Een Groene Revolutie in Afrika

Minister Verburg breekt een lans voor een Groene Revolutie in Afrika: "Een revolutie in ideeën, technologieën en een revolutie in landbouw, handelsbeleid, markttoegang en het genereren van financiële middelen."

Toespraak van minister G. Verburg van Landbouw, Natuur en Voedselkwaliteit tijdens de afsluiting van Wereldvoedseldag, 16 oktober 2009, Utrecht

Dames en heren,

Aan het eind van deze dag, 16 oktober 2009, Wereldvoedseldag, gaat ongeveer één miljard mensen met een lege maag slapen. Meer dan één miljard, volgens het FAO-rapport over voedselonzekerheid dat deze week verscheen. Een constatering waarbij een vorm van schaamte past. Zeker als we ons bedenken dat we potentieel in staat zijn om voldoende voedsel voor een ieder te produceren. Er is echter sprake van een acuut verdelingsprobleem; zeker als we ons tevens bedenken dat er ook een miljard mensen lijdt aan obesitas. Dit dilemma is ook op een andere, meer wetenschappelijke manier te benaderen: met cijfers van de FAO kun je uitrekenen hoeveel voedsel er per wereldbewoner beschikbaar is. En als je de aantallen terugvertaalt naar de menselijke maat, dan zijn er flink wat handjes tarwe, rijst, maïs en gerst voor iedereen. Er is 212 gram fruit, er is 303 gram groenten per mens per dag beschikbaar. Dat is meer dan het Voedingscentrum ons voorschrijft.

Financiële crisis, klimaatcrisis, energiecrisis, voedselcrisis, volksgezondheidscrisis … de tien plagen van Egypte komen deze keer nu eens niet na elkaar, maar tegelijk. Het zijn de mensen in de arme landen, die de plagen niet hebben veroorzaakt, maar wel de rekening betalen. Zeker is dat zij de huidige crises aan den lijve ondervinden, waar wij nog steeds in de krant over lezen.

De vandaag gepresenteerde studie van Wageningen UR naar de gevolgen van de stijging van de voedselprijzen die de afgelopen jaren plaatsvond, onderschrijft deze conclusie in heldere taal en bovendien ook nog eens wetenschappelijk onderbouwd.

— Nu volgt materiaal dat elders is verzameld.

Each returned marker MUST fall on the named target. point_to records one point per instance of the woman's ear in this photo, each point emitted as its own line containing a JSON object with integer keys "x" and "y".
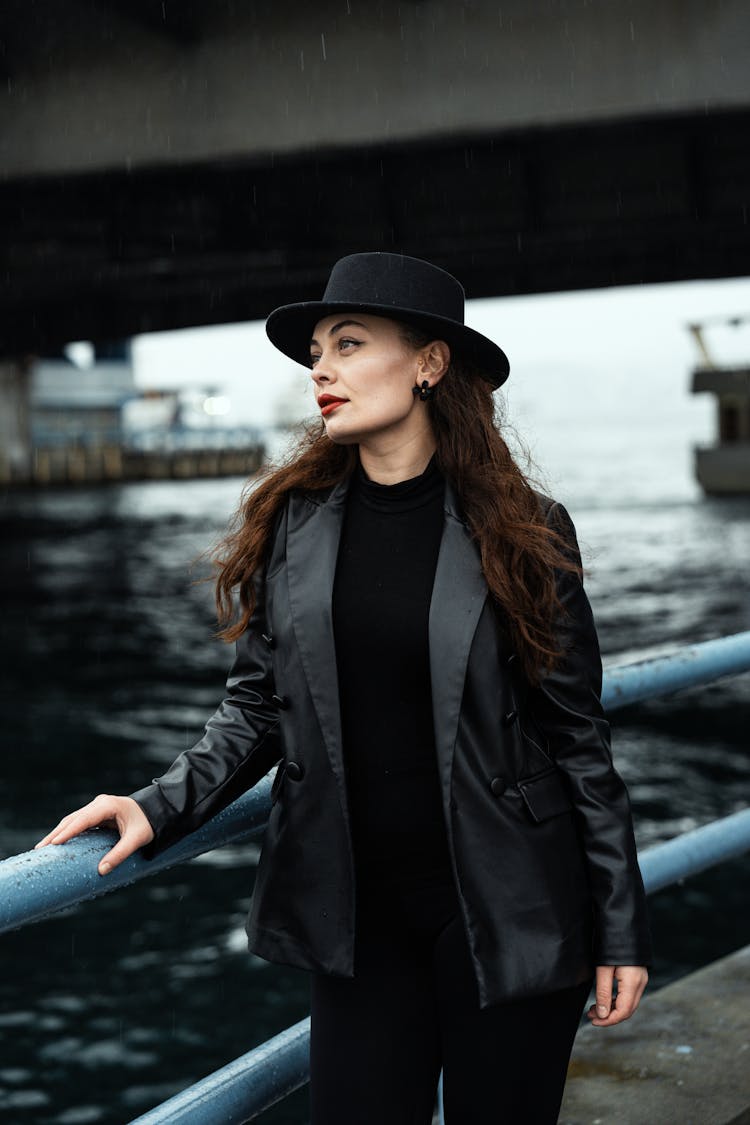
{"x": 434, "y": 359}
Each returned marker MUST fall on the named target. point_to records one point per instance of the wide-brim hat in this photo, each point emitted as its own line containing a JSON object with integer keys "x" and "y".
{"x": 398, "y": 287}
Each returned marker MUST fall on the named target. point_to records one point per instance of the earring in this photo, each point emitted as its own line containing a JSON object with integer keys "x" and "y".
{"x": 424, "y": 392}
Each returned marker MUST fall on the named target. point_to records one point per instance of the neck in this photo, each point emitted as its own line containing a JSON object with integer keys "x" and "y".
{"x": 389, "y": 465}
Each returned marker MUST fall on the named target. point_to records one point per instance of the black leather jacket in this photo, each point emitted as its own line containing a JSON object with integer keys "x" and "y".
{"x": 538, "y": 820}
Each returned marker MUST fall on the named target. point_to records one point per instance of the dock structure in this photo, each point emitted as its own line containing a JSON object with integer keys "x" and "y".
{"x": 684, "y": 1059}
{"x": 723, "y": 469}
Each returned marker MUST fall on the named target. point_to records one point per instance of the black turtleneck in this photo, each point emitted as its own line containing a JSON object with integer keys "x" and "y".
{"x": 381, "y": 596}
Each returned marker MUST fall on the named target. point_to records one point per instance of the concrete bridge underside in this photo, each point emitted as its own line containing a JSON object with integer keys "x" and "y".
{"x": 171, "y": 164}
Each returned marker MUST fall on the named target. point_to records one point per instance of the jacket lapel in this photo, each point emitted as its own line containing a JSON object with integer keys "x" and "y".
{"x": 458, "y": 599}
{"x": 313, "y": 536}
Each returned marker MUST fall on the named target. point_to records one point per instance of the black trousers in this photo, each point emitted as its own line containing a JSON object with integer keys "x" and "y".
{"x": 379, "y": 1040}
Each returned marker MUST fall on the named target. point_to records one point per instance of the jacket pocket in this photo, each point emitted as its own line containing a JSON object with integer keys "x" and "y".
{"x": 545, "y": 795}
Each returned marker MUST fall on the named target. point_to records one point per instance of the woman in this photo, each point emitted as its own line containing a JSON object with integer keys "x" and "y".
{"x": 450, "y": 851}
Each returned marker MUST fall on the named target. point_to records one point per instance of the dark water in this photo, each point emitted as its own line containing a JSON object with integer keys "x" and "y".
{"x": 110, "y": 671}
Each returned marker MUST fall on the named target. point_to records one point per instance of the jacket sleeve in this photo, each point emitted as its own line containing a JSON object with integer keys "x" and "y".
{"x": 240, "y": 745}
{"x": 566, "y": 707}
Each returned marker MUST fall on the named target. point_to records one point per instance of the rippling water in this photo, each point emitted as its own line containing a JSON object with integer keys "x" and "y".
{"x": 111, "y": 671}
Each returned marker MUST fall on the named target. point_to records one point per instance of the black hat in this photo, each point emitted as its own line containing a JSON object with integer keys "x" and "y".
{"x": 398, "y": 287}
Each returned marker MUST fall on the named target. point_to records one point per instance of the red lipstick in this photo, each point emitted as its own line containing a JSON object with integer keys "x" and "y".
{"x": 328, "y": 403}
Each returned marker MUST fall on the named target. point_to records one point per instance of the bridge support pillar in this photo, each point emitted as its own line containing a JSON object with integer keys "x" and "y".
{"x": 15, "y": 423}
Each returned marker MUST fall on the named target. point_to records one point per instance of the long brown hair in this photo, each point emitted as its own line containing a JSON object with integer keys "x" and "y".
{"x": 520, "y": 554}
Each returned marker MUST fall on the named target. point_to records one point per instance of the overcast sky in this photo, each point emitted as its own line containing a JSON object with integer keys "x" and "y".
{"x": 639, "y": 329}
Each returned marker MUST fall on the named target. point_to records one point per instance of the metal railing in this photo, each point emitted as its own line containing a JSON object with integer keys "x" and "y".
{"x": 35, "y": 884}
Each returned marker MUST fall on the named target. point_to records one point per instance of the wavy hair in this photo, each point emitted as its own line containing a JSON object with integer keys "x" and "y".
{"x": 521, "y": 556}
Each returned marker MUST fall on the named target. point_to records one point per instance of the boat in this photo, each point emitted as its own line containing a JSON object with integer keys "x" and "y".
{"x": 723, "y": 468}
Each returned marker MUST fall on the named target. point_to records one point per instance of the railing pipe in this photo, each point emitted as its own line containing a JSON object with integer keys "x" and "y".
{"x": 660, "y": 865}
{"x": 36, "y": 883}
{"x": 693, "y": 852}
{"x": 57, "y": 878}
{"x": 243, "y": 1088}
{"x": 689, "y": 667}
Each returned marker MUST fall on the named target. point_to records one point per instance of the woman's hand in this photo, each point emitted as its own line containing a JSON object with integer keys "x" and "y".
{"x": 122, "y": 812}
{"x": 631, "y": 981}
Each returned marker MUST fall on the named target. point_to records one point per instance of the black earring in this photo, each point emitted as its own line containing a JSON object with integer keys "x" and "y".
{"x": 424, "y": 392}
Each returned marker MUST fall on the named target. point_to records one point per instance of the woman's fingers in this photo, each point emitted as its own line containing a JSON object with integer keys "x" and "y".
{"x": 130, "y": 821}
{"x": 91, "y": 816}
{"x": 631, "y": 982}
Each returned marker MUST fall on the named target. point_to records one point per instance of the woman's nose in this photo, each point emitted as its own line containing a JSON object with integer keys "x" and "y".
{"x": 319, "y": 374}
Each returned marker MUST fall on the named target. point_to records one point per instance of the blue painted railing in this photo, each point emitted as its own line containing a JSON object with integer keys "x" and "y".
{"x": 35, "y": 884}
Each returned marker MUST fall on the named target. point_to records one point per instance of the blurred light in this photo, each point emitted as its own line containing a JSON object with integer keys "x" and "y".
{"x": 80, "y": 352}
{"x": 216, "y": 404}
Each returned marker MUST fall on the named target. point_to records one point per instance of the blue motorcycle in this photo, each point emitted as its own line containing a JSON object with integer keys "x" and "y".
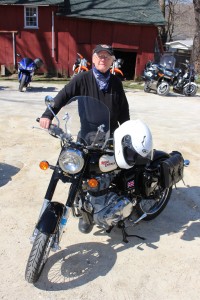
{"x": 26, "y": 69}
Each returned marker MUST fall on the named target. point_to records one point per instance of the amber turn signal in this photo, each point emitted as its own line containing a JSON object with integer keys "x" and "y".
{"x": 44, "y": 165}
{"x": 93, "y": 183}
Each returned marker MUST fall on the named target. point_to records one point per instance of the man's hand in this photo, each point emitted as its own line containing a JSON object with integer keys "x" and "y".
{"x": 45, "y": 123}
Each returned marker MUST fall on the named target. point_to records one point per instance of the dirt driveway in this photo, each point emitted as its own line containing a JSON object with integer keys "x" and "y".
{"x": 98, "y": 266}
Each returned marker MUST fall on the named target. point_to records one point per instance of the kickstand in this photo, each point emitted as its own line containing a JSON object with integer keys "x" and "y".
{"x": 121, "y": 225}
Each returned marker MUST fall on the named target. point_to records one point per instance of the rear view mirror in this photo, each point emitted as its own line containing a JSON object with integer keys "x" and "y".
{"x": 49, "y": 101}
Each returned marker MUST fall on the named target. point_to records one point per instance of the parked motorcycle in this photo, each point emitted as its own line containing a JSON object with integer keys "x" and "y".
{"x": 116, "y": 67}
{"x": 184, "y": 81}
{"x": 81, "y": 65}
{"x": 111, "y": 178}
{"x": 26, "y": 69}
{"x": 159, "y": 77}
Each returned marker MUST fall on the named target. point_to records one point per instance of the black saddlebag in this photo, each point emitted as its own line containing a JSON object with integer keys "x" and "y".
{"x": 172, "y": 169}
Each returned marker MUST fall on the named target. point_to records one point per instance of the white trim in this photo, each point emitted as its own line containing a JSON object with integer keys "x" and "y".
{"x": 25, "y": 25}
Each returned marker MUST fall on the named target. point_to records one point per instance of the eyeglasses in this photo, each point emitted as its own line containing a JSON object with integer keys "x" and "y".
{"x": 103, "y": 56}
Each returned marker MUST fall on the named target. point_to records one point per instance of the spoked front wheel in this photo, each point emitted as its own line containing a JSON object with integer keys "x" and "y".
{"x": 190, "y": 89}
{"x": 38, "y": 257}
{"x": 154, "y": 205}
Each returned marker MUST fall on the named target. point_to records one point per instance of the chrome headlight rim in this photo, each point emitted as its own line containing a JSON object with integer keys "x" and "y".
{"x": 71, "y": 161}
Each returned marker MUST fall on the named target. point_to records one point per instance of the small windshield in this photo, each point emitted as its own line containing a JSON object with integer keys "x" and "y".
{"x": 89, "y": 119}
{"x": 168, "y": 61}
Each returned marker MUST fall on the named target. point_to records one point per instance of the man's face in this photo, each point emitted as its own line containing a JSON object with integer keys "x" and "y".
{"x": 102, "y": 61}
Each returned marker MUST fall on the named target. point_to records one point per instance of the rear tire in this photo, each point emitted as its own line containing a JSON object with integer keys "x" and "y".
{"x": 190, "y": 89}
{"x": 153, "y": 206}
{"x": 22, "y": 82}
{"x": 163, "y": 88}
{"x": 38, "y": 257}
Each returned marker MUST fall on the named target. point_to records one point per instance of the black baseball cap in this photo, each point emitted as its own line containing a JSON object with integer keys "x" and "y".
{"x": 106, "y": 48}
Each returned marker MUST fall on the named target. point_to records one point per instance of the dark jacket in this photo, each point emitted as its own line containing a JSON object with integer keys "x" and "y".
{"x": 84, "y": 84}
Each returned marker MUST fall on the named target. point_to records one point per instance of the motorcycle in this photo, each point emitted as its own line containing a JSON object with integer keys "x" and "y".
{"x": 26, "y": 69}
{"x": 116, "y": 66}
{"x": 81, "y": 65}
{"x": 184, "y": 81}
{"x": 111, "y": 178}
{"x": 159, "y": 77}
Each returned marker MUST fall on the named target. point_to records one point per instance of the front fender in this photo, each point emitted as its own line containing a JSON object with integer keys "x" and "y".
{"x": 50, "y": 218}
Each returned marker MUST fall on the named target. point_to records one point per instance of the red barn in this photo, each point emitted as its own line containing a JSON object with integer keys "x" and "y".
{"x": 56, "y": 30}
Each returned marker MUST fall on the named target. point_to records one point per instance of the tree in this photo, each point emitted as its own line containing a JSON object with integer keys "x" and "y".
{"x": 195, "y": 56}
{"x": 179, "y": 18}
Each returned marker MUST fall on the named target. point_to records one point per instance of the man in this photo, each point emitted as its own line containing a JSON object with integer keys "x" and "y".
{"x": 97, "y": 83}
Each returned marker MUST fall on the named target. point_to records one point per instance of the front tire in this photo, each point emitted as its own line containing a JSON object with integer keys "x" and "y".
{"x": 163, "y": 88}
{"x": 38, "y": 257}
{"x": 190, "y": 89}
{"x": 153, "y": 206}
{"x": 22, "y": 82}
{"x": 146, "y": 87}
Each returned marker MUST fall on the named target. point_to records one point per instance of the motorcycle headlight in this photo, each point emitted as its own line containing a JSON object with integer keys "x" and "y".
{"x": 71, "y": 161}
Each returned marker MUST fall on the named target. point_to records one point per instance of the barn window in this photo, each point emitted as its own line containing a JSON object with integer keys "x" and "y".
{"x": 31, "y": 17}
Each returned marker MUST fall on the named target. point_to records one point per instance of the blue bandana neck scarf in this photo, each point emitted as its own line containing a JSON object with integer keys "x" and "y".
{"x": 102, "y": 79}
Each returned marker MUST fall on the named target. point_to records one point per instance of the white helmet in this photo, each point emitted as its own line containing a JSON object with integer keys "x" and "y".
{"x": 132, "y": 142}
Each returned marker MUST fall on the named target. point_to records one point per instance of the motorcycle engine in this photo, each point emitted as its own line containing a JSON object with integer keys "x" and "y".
{"x": 108, "y": 208}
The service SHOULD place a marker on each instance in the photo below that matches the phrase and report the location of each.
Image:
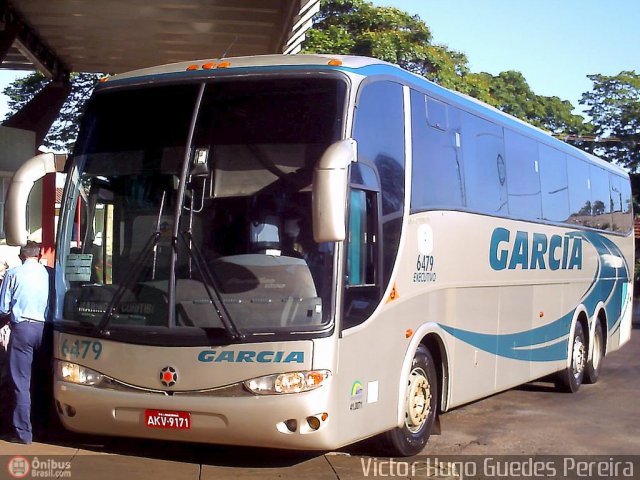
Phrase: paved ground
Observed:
(601, 419)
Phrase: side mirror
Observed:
(15, 216)
(329, 194)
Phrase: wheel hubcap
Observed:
(418, 400)
(579, 357)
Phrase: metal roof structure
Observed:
(113, 36)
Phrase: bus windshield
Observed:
(188, 211)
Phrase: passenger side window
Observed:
(485, 170)
(437, 174)
(554, 184)
(600, 199)
(622, 220)
(579, 191)
(523, 180)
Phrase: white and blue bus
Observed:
(305, 251)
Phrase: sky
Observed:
(554, 43)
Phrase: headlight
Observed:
(292, 382)
(71, 372)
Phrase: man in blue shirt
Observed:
(24, 297)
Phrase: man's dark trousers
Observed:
(25, 345)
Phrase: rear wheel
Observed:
(570, 379)
(592, 371)
(421, 405)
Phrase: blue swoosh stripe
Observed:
(550, 342)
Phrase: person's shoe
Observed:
(16, 439)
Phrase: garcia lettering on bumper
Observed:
(250, 356)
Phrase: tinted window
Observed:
(437, 177)
(579, 191)
(621, 204)
(600, 199)
(523, 181)
(485, 171)
(379, 131)
(554, 184)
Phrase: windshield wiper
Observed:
(138, 265)
(209, 284)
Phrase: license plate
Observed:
(167, 419)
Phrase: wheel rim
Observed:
(418, 400)
(597, 351)
(579, 357)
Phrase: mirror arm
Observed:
(330, 191)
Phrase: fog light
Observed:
(291, 424)
(313, 422)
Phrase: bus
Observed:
(305, 251)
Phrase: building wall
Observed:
(17, 146)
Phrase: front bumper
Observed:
(262, 421)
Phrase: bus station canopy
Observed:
(112, 36)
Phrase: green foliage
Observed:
(614, 108)
(64, 131)
(357, 27)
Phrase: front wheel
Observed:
(421, 403)
(570, 379)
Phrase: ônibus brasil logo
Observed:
(19, 467)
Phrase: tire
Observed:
(594, 365)
(570, 379)
(421, 406)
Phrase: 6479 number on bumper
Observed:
(167, 419)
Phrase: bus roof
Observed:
(364, 66)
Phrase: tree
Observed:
(614, 108)
(64, 131)
(357, 27)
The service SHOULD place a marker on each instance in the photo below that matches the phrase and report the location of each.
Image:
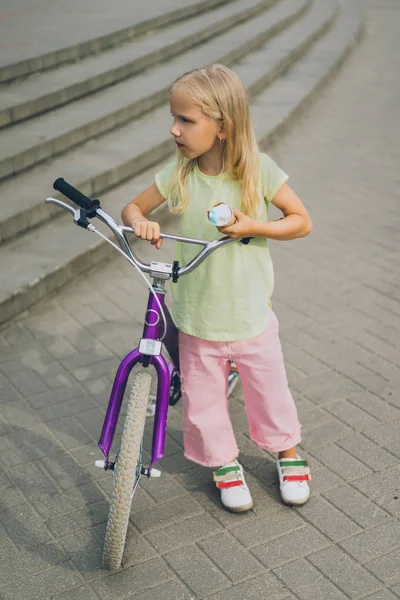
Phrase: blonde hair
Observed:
(220, 94)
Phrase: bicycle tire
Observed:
(125, 472)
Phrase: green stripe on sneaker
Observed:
(293, 463)
(227, 470)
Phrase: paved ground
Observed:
(337, 297)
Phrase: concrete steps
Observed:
(282, 76)
(57, 131)
(41, 50)
(102, 162)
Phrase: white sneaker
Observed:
(294, 474)
(235, 495)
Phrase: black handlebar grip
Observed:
(72, 193)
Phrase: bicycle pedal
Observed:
(153, 472)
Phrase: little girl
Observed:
(222, 309)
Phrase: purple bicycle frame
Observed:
(151, 330)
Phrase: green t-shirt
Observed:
(227, 297)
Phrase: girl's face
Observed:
(195, 133)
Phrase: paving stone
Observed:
(170, 591)
(286, 548)
(356, 506)
(32, 480)
(51, 398)
(76, 500)
(25, 563)
(132, 580)
(372, 485)
(328, 519)
(181, 534)
(382, 595)
(166, 514)
(68, 408)
(77, 594)
(197, 571)
(24, 528)
(7, 546)
(329, 432)
(257, 531)
(325, 387)
(324, 479)
(163, 489)
(230, 556)
(391, 502)
(341, 462)
(65, 471)
(386, 568)
(344, 572)
(255, 588)
(59, 578)
(385, 434)
(321, 588)
(367, 452)
(305, 581)
(374, 542)
(63, 525)
(352, 416)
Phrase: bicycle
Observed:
(128, 466)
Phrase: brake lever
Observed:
(75, 212)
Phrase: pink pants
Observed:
(208, 434)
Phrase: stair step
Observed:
(70, 42)
(101, 163)
(31, 142)
(40, 93)
(57, 241)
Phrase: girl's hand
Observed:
(243, 226)
(148, 230)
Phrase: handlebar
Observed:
(75, 195)
(91, 208)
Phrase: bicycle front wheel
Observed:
(126, 471)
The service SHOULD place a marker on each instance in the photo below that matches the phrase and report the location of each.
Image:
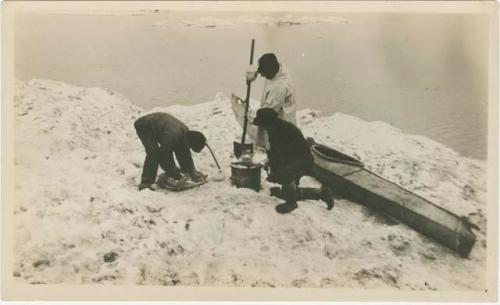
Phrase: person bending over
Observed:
(163, 136)
(290, 158)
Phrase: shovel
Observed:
(220, 174)
(239, 148)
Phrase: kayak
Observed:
(349, 178)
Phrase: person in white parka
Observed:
(278, 93)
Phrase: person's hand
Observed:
(265, 164)
(251, 74)
(197, 176)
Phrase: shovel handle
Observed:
(247, 99)
(213, 156)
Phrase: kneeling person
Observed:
(290, 158)
(163, 136)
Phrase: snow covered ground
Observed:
(287, 20)
(80, 219)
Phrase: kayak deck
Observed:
(351, 180)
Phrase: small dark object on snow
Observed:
(110, 257)
(40, 262)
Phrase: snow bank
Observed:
(288, 20)
(80, 219)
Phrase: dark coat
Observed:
(289, 153)
(172, 137)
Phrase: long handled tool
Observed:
(220, 174)
(239, 148)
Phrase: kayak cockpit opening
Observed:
(333, 155)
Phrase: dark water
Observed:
(424, 73)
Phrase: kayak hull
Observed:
(352, 181)
(349, 179)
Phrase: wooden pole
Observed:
(247, 99)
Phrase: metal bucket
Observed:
(246, 175)
(240, 148)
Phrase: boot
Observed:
(289, 194)
(327, 196)
(275, 191)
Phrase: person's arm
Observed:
(274, 99)
(183, 155)
(167, 162)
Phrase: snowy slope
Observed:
(78, 163)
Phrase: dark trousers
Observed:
(154, 157)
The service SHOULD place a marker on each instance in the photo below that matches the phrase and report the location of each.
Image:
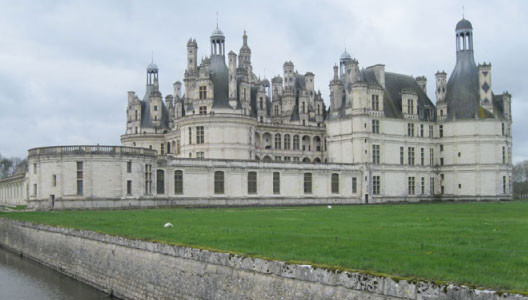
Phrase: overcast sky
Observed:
(66, 66)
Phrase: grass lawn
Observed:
(477, 244)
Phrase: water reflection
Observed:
(21, 278)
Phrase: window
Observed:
(200, 135)
(252, 182)
(307, 183)
(277, 141)
(219, 182)
(203, 92)
(148, 179)
(410, 106)
(375, 102)
(375, 126)
(431, 156)
(286, 142)
(431, 186)
(276, 183)
(375, 154)
(411, 185)
(335, 183)
(79, 178)
(160, 182)
(178, 182)
(295, 142)
(376, 185)
(410, 129)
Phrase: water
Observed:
(21, 278)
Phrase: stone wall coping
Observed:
(357, 280)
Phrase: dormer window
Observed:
(203, 92)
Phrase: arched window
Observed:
(307, 183)
(219, 182)
(252, 182)
(286, 142)
(160, 182)
(276, 183)
(277, 141)
(178, 182)
(335, 183)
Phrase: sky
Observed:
(66, 66)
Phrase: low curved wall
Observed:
(132, 269)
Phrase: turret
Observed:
(192, 56)
(422, 83)
(485, 95)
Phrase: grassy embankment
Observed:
(477, 244)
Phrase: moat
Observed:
(21, 278)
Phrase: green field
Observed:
(477, 244)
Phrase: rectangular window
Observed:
(252, 182)
(376, 184)
(203, 92)
(335, 183)
(160, 182)
(375, 154)
(431, 186)
(375, 126)
(148, 179)
(375, 102)
(200, 135)
(410, 129)
(307, 183)
(129, 187)
(431, 156)
(410, 157)
(178, 182)
(276, 183)
(411, 185)
(79, 178)
(219, 182)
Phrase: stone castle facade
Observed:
(382, 138)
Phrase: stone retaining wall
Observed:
(132, 269)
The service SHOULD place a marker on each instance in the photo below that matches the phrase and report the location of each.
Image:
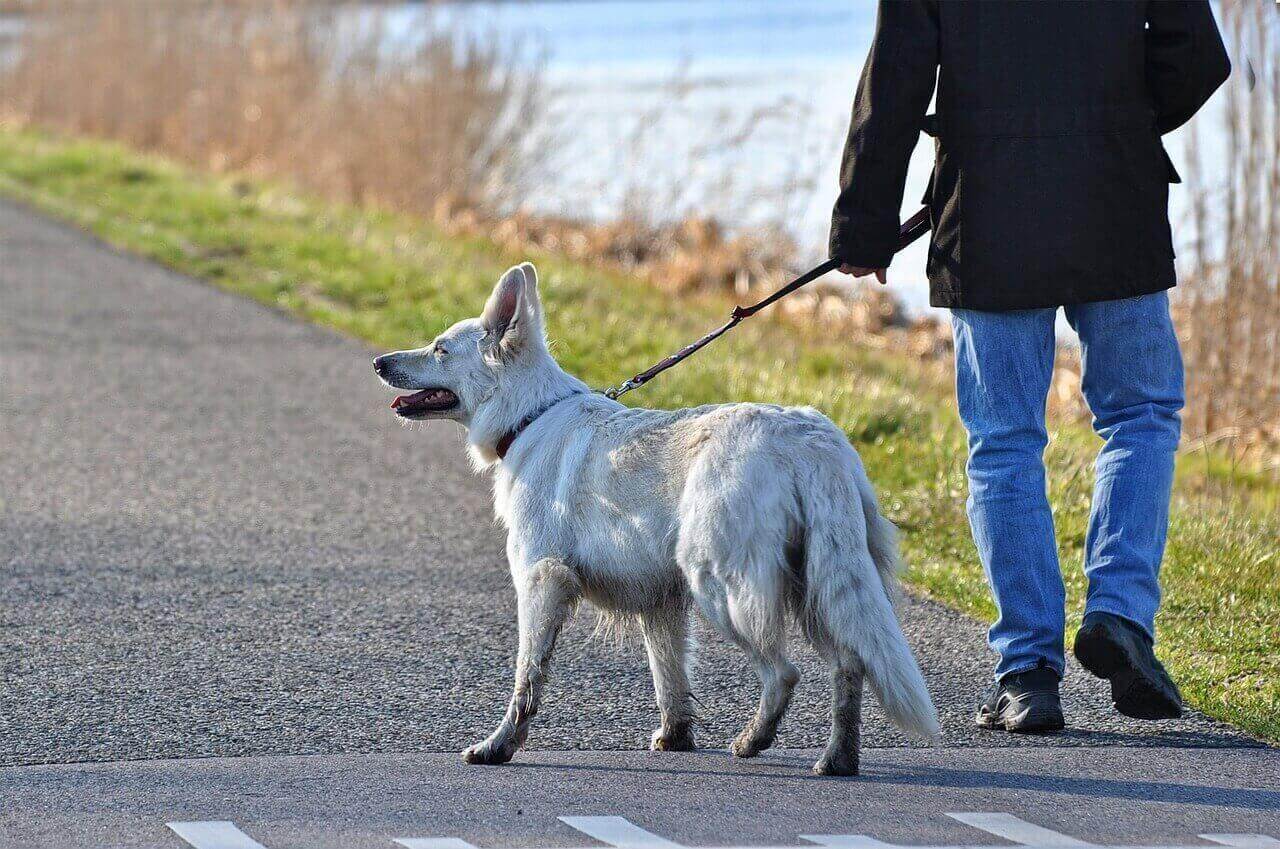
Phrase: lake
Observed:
(735, 109)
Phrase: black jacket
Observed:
(1051, 185)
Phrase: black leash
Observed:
(912, 229)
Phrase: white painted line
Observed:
(1010, 827)
(846, 841)
(618, 832)
(218, 834)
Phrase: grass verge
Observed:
(396, 281)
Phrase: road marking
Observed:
(218, 834)
(618, 831)
(624, 834)
(1010, 827)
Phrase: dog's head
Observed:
(465, 366)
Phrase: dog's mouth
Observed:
(424, 404)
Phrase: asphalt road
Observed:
(216, 542)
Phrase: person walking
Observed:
(1050, 191)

De crises beïnvloeden ook de politieke relaties in de wereld. Het besef dat de crises onderling verbonden zijn en dat ze ons allemaal raken wordt inmiddels door regeringen in de hele wereld gedeeld. Niet één land, niet één bevolkingsgroep, niet één bedrijf of instelling kan het in zijn ééntje. We hebben daarom een collectieve verantwoordelijkheid om de crises aan te pakken. En wel nu, voordat ze ons opnieuw overvallen.

Dat, dames en heren, was ook de sfeer die er in mei dit jaar hing bij de VN-Commissie voor Duurzame Ontwikkeling. Ik mocht die Commissie een jaar lang voorzitten. Mijn hoofddoel - concrete stappen zetten - is bereikt. De uitkomsten zijn veelbelovend. 180 landen zetten hun handtekening onder de noodzaak voor een meer duurzame en eco-efficiënte landbouw.

De uitdaging om de wereldbevolking op een duurzame wijze van voeding te voorzien is nauwelijks te onderschatten. Regeringsleiders van over de hele wereld hebben dat al eerder bevestigd door de Millennium Ontwikkelingsdoelstellingen af te spreken in 2000. En daarin is, zoals u weet, met meetbare criteria vastgelegd hoe het welzijn van vele mensen op aarde kan worden verbeterd.

Het halen van Millenniumdoelstelling nummer 1 lijkt echter verder weg dan ooit. We staan voor de uitdaging om 9 miljard mensen te voeden in 2050. Tegelijkertijd geven vele rapporten aan dat we veel meer van onze natuurlijke hulpbronnen gebruiken dan waarin onze aarde kan voorzien en die onze aarde kan herstellen. Vier keer zoveel, volgens sommige rapporten. De druk van 'competing claims' op het gebruik van natuurlijke hulpbronnen - land, water en biodiversiteit - niet alleen voor de productie van voedsel en veevoeder, maar ook voor biobrandstoffen, is zwaarder dan ooit.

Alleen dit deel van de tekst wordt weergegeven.